N-of-M coding is directly tied to the arrival time of spikes from different "pixel" neurons although I would guess it also applies to auditory and other sensory neurons.
To get to N-of-M coding, there was a two step process. The first step was in realizing that the then "orthodox" spike rate coding was inefficient and error-prone. When a nerve fires, it transmits a burst of decreasing pulses, the pulse rate being a measure of the strength of the signal. Thorpe realized that measuring the rate was inefficient mainly because it involved using a redundant secondary source of the spike information, and it was error-prone because neuron firing at rates of less than 1/10th of a second is unreliable. As I've mentioned before, Thorpe found that the initial spike of a spike burst from an optical nerve carried all the necessary information.
Thorpe also noticed that the firing time was inverse to the amplitude of the excitatory energy - the stronger the signal, the sooner the nerve fired.
Hence the switch from rate coding to spike time coding.
So that leaves all M spikes from M neurons still being processed, which brings us to the second step.
The next step was the realization that the later-arriving spikes added little to the accuracy of the visual detection. In other words, accurate detection could be carried out from the first N pulses to arrive - N-of-M coding.
As you can see, Thorpe's N-of-M coding is all about spikes which arrive asynchronously.
I could find nothing in the Renesas article or in their patents suggesting the use of spikes.

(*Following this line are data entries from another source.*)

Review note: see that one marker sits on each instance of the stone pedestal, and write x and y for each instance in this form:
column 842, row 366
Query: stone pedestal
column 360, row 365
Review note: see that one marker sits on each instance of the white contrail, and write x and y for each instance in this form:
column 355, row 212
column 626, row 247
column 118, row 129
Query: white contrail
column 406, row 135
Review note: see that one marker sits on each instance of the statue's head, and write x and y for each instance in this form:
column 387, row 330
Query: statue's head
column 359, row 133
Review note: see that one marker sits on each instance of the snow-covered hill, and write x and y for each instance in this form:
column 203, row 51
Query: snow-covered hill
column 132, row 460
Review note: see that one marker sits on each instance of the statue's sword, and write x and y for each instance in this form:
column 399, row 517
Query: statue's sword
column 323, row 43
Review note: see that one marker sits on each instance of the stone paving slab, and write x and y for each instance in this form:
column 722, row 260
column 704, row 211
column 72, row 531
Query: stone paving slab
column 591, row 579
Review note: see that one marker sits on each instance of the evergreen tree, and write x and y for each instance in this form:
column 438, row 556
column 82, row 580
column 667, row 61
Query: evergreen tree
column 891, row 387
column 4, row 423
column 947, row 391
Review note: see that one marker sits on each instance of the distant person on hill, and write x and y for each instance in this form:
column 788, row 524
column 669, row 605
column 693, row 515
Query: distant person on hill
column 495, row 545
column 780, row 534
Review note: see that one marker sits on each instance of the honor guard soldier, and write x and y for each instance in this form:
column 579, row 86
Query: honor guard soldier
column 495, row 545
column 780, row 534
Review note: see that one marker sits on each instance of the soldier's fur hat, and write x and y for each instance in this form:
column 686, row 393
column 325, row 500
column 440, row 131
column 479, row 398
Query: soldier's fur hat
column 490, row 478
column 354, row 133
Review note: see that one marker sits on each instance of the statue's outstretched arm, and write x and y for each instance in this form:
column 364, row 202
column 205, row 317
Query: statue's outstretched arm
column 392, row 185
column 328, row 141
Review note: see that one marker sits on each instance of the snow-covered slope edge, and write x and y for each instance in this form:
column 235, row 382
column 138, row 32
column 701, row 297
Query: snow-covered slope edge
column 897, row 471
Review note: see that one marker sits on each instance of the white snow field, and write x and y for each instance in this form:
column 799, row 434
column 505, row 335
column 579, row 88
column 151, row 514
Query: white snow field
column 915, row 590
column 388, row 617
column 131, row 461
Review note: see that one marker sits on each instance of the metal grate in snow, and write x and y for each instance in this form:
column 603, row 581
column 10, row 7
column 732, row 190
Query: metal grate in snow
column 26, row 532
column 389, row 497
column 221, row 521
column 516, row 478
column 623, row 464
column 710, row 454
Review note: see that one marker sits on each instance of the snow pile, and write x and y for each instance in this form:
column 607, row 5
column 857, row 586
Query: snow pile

This recent Renesas patent application uses MACs.
US2024054083A1 SEMICONDUCTOR DEVICE 20220808
A semiconductor device capable of shortening processing time of a neural network is provided. The memory stores a compressed weight parameter. A plurality of multiply accumulators perform a multiply-accumulation operation to a plurality of pixel data and a plurality of weight parameters. A decompressor restores the compressed weight parameter stored in the memory to a plurality of weight parameters. A memory for weight parameter stores the plurality of weight parameters restored by the decompressor. The DMA controller transfers the plurality of weight parameters from the memory to the memory for weight parameter via the decompressor. A sequence controller writes down the plurality of weight parameters stored in the memory for weight parameter to a weight parameter buffer at write timing.
That said, I haven't found out what their N:M refers to, and there is still 18 months of unpublished patent applications.